Guys freak out more about it. When they're clued in that pain is coming, they may be at a loss as to what to do about it, says Roger Fillingim, PhD, director of the University of Florida's Pain Research and Intervention Center of Excellence. Men who know they're in for a wallop have greater activity in the part of the brain that experiences fear, which could make twinges worse: A guy may be more likely to report intense pain during, say, his root canal if he's anxious about it.

Women start coping before they feel a thing. When we think about a potentially ouch-y experience, we show more activity in the part of the brain that has to do with planning, which can help us prepare to deal with it.
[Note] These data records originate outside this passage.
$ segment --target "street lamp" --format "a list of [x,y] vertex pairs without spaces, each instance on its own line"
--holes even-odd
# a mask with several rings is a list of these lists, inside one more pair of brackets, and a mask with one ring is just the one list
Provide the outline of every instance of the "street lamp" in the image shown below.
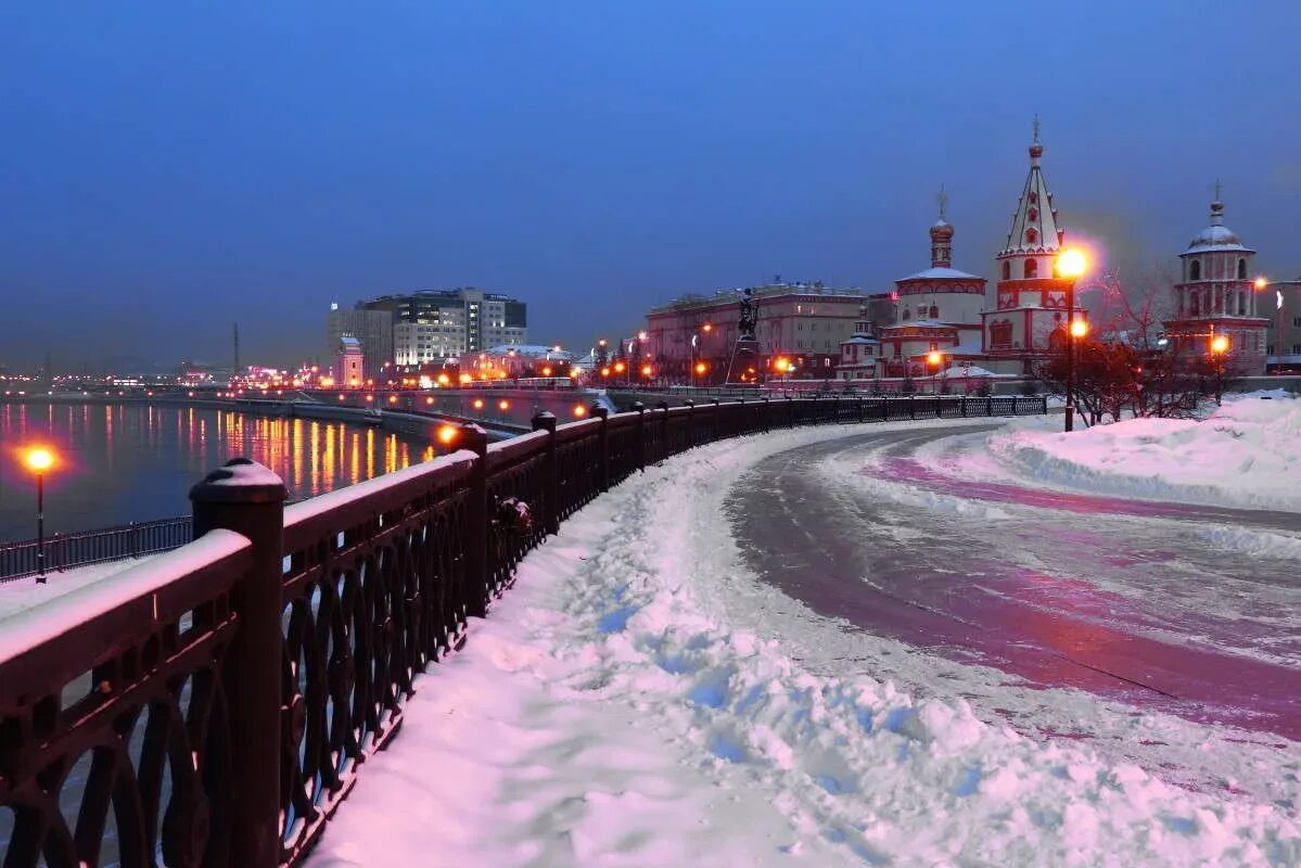
[[1089,271],[1089,258],[1077,247],[1067,247],[1056,256],[1056,273],[1066,285],[1066,429],[1075,429],[1075,342],[1089,332],[1084,320],[1075,319],[1075,281]]
[[932,368],[930,372],[930,390],[934,394],[939,394],[939,366],[945,362],[945,354],[939,350],[932,350],[926,353],[926,367]]
[[35,446],[23,454],[27,470],[36,475],[36,583],[46,583],[46,471],[55,466],[55,453]]
[[1228,336],[1211,334],[1211,362],[1215,364],[1215,406],[1220,406],[1224,387],[1224,354],[1228,353]]

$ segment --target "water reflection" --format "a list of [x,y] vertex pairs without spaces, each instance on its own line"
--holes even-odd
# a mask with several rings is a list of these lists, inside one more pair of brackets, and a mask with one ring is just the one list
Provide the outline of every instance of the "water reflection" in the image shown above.
[[186,493],[235,455],[267,465],[293,500],[425,461],[425,441],[338,422],[152,406],[0,406],[0,540],[35,536],[35,487],[18,450],[53,446],[47,532],[183,515]]

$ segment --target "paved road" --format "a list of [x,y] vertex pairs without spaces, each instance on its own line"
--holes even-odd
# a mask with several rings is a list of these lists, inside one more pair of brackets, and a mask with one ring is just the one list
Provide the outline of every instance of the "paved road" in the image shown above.
[[947,657],[1301,740],[1297,563],[1207,536],[1296,532],[1301,517],[973,483],[912,458],[986,427],[768,459],[727,502],[749,565],[817,612]]

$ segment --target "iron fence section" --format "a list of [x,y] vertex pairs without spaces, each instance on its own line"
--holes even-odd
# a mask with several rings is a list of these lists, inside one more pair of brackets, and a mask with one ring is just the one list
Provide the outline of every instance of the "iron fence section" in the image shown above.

Women often use a broader repertoire of approaches for managing the pain, such as seeking social support, talking themselves through it, and taking steps to avoid situations that could add to their discomfort, Fillingim says.

Who's More Vocal About Pain?

His doctor doesn't think he'll speak up. Lots of guys come down with a bad case of John Wayne – it is on the examining table, playing it strong and silent. (And that's if they go to the doc — they're 24 percent less likely than we are to have seen an MD in the past year.) So when a man does admit to feeling pain, medical pros may see the problem as urgent and spend more time trying to treat it, says Jeffrey Mogil, PhD, head of the Pain Genetics Lab at McGill University.

Her doctor thinks she's exaggerating. Even though we're more likely to pipe up about pain, doctors often undertreat our aches. In a study of ER patients with abdominal pain, women were up to 25 percent less likely to be given prescription painkillers and waited some 15 minutes longer for the drugs. Why? Hello, sexism: Some docs think we're being drama queens; others assume we can handle discomfort better because we tolerate childbirth, studies have found. Refuse to be ignored!